По правде говоря, это было не мое дело — давать приворотное. Но бельчи, поход в Ведьмастерий и имя моего отца были достойной платой за многое.

— Я поговорю с Аранией. — Решительно сказала Морислана. — Алюня приготовит для тебя подходящее платье. И причешет твои волосы. Главное, помни — нос вытирают не рукавом, а платком, который для этого прячут в рукаве.

Я кивнула и спросила последнее, что хотела узнать:

— А что за страна Цорсель?

— Ты этого не знаешь?

Матушка глянула на меня, удивленно скривив губы. Я ощутила, как сами собой сходятся на переносице брови.

— Не довелось узнать.

— Цорсель — громадная страна на западе. — Она едва заметно вздохнула. — Когда-то она была гораздо меньше. Но потом Цорсель пошел войной на Норвинию, на родину моих предков, что лежит. лежала далеко на севере. И Норвиния пала. Судьба людей, что жили там, печальна. По-настоящему спаслись лишь те норвины, кто бежал сюда, в Положье.

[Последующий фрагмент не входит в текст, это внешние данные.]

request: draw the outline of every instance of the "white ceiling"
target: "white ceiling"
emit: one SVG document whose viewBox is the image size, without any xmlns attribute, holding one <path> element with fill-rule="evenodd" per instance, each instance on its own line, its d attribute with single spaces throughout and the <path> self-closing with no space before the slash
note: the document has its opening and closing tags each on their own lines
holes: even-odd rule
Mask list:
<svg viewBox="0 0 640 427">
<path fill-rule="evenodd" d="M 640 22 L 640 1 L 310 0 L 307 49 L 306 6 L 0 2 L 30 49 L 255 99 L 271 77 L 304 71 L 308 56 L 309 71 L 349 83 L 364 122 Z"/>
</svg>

— А что, были и те, кто спасся не по-настоящему?

— Были. — Морислана скривила губы. — Они остались там, они смирились, выжили. Но позабыли веру предков и имена своих богов. Если мы. если какой-нибудь норвин встретит их теперь, они не смогут даже понять друг друга. Речь их больше похожа на цорсельскую.

— А олгары? — Быстро спросила я. — Они тоже бежали в Положье от кого-то?

Морислана поморщилась.

— Можно и так сказать. Однако им удалось бежать под крыло положского короля вместе со своей землей. Когда на Олгарию стали накатываться племена с востока и юга, олгары потеряли больше половины своих владений. Но часть земель всё же отстояли. Если хочешь, я пришлю тебе книгу, где изложена история Положья.

Я вздрогнула. Читать-то меня никто не учил.

Но Морислана того не заметила. Сказала властно:

— О сказанном не болтай. Помни, будешь верно служить, вознагражу. А теперь ступай. Рогор за тобой будет ходить по-прежнему. Боюсь, как бы не повторился тот случай с Парафеной.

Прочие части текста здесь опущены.